Patrick Monteiro de Barros disse ontem em Vila Real que vai manter o acordo de confidencialidade imposto pelo Governo, mesmo estranhando algumas notícias vindas a público em relação à nova refinaria de Sines.
3 de Maio de 2006 às 00:00
“Temos um acordo de confidencialidade que nos foi imposto pelo Governo e por isso há uma grande estranheza por declarações que têm sido feitas, completamente fora de contexto. Eu rejo-me por regras, que são para respeitar. Temos uma data-limite a 30 de Maio para este protocolo sobre Sines. Até lá não faço comentários, porque entendo que há forma de encontrar soluções”, disse. Monteiro de Barros referia-se a notícias sobre os problemas de emissões de CO2 que a nova refinaria terá.

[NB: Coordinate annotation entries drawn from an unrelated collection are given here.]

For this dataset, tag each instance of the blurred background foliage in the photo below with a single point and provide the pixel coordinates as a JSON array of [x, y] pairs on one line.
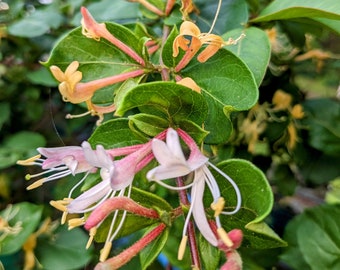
[[292, 134]]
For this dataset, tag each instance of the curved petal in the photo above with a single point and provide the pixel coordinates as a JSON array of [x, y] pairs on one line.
[[168, 172], [198, 210], [89, 197]]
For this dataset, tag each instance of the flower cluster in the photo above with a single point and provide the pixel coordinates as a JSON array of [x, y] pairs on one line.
[[179, 159], [112, 193]]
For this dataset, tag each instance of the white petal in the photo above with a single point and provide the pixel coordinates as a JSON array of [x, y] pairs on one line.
[[168, 172], [173, 143], [89, 197], [161, 151], [198, 210]]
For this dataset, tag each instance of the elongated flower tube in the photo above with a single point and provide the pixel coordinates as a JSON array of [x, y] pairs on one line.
[[149, 6], [58, 163], [92, 29], [174, 164], [197, 40], [74, 91]]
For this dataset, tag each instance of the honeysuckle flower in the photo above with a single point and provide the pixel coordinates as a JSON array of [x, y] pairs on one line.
[[58, 163], [190, 83], [172, 163], [149, 6], [116, 178], [74, 91], [187, 7], [121, 259], [92, 29], [197, 39]]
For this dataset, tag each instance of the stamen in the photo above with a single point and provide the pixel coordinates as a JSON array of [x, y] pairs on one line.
[[182, 247], [60, 171], [36, 184], [63, 218], [92, 233], [29, 161], [75, 222], [120, 225], [216, 15], [173, 188], [71, 116], [224, 236], [218, 206], [237, 190], [60, 205], [232, 41], [104, 253]]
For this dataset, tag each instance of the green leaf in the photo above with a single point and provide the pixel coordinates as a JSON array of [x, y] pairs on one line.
[[282, 10], [20, 145], [167, 50], [333, 25], [324, 135], [132, 222], [63, 250], [98, 59], [168, 100], [4, 113], [151, 251], [150, 125], [257, 202], [107, 10], [113, 134], [228, 85], [22, 219], [235, 14], [37, 23], [333, 193], [210, 255], [255, 54], [314, 239]]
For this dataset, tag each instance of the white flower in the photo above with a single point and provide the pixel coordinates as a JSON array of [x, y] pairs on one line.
[[172, 163]]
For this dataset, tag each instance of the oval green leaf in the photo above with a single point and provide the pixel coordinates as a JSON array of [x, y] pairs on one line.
[[168, 100], [255, 54], [282, 10]]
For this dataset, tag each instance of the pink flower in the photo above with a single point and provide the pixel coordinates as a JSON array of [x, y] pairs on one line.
[[174, 164]]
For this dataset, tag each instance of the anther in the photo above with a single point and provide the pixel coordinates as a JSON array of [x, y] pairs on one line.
[[182, 247], [29, 161], [224, 236], [36, 184], [104, 253], [92, 233], [218, 206]]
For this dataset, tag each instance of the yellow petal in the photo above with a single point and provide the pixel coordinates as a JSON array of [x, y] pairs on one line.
[[297, 111], [189, 29], [190, 83], [281, 100]]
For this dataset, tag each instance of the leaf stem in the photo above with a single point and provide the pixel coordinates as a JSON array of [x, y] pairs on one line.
[[191, 229]]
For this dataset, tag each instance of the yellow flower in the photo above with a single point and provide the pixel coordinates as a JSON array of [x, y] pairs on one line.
[[68, 83], [74, 91], [190, 83], [282, 100], [197, 39], [187, 28], [187, 8]]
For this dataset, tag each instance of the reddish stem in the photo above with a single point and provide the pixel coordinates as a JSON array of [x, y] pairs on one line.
[[191, 229], [124, 257], [169, 5], [118, 203]]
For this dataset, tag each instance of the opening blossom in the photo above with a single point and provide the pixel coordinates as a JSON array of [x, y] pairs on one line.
[[74, 91], [190, 40], [116, 179], [172, 164]]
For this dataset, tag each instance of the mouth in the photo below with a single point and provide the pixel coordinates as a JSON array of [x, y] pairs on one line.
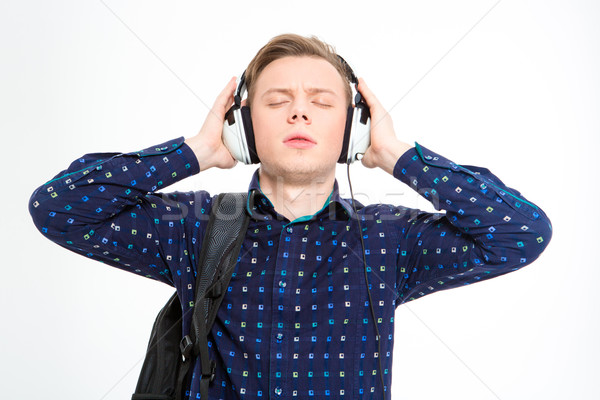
[[299, 140], [299, 137]]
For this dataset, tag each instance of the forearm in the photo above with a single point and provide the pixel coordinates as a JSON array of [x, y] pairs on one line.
[[99, 185], [498, 219], [389, 155]]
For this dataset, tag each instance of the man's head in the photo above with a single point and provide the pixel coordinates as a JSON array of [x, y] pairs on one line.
[[298, 85], [292, 45]]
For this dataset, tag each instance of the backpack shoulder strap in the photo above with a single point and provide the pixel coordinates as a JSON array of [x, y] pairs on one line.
[[222, 242]]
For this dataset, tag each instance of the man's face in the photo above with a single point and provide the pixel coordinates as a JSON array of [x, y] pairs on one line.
[[305, 97]]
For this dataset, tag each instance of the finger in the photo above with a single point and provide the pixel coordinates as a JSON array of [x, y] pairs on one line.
[[367, 93], [226, 94]]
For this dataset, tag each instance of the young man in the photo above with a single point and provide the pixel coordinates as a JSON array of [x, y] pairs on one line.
[[296, 320]]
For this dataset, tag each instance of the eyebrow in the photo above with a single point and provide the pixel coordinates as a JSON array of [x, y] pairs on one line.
[[289, 91]]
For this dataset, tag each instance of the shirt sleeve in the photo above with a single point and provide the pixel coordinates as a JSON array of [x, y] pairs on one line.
[[105, 206], [487, 230]]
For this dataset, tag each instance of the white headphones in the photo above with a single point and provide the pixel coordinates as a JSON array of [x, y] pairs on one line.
[[238, 133]]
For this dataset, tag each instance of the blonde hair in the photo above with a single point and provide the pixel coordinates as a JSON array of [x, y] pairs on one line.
[[290, 44]]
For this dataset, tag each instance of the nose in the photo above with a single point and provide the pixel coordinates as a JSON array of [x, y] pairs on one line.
[[298, 112]]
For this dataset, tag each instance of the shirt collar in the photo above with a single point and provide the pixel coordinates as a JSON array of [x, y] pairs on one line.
[[260, 207]]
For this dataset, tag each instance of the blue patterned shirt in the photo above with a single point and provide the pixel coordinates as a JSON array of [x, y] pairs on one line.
[[296, 321]]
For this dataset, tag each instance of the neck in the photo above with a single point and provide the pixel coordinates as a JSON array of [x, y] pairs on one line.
[[296, 198]]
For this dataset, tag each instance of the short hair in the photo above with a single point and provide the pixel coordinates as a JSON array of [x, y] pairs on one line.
[[290, 44]]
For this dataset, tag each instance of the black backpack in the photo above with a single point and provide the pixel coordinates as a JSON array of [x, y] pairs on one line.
[[169, 356]]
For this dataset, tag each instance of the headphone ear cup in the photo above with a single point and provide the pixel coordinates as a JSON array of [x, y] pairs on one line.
[[247, 121], [347, 135]]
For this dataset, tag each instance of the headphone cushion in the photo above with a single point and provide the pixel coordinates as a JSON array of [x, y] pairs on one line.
[[249, 130]]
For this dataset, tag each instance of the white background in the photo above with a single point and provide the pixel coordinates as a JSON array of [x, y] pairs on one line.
[[506, 85]]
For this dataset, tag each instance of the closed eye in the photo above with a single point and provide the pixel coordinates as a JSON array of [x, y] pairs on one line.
[[319, 104]]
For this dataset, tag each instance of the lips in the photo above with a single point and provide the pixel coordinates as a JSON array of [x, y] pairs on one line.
[[299, 137]]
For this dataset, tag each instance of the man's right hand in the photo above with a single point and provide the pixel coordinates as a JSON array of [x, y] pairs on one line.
[[208, 143]]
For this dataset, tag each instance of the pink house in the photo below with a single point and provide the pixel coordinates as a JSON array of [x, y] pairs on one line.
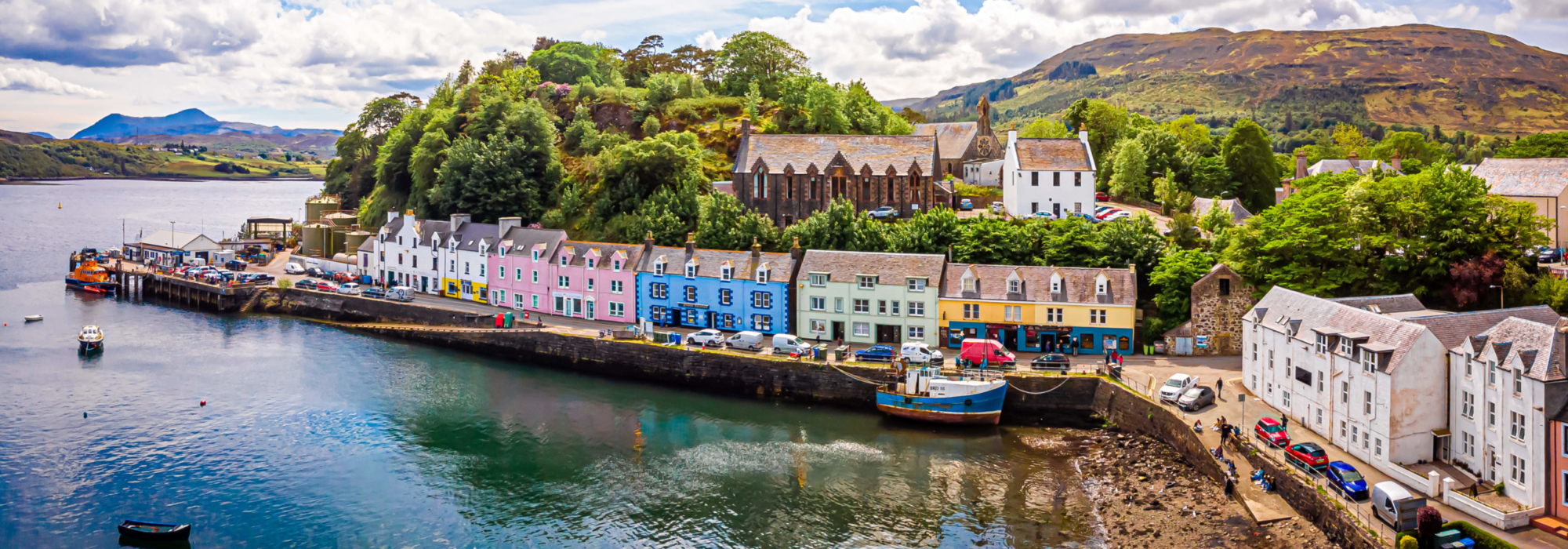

O empresário foi a figura principal de um colóquio organizado pela UTAD, Vila Real, onde defendeu que a energia nuclear é inevitável no nosso país. “Duas centrais nucleares reduziam o grau de dependência do petróleo e do gás natural, com a vantagem de ser mais barata, limpa e segura”. Já Susana Fonseca, da Quercus, defendeu que a energia nuclear não é sustentável ambiental e economicamente.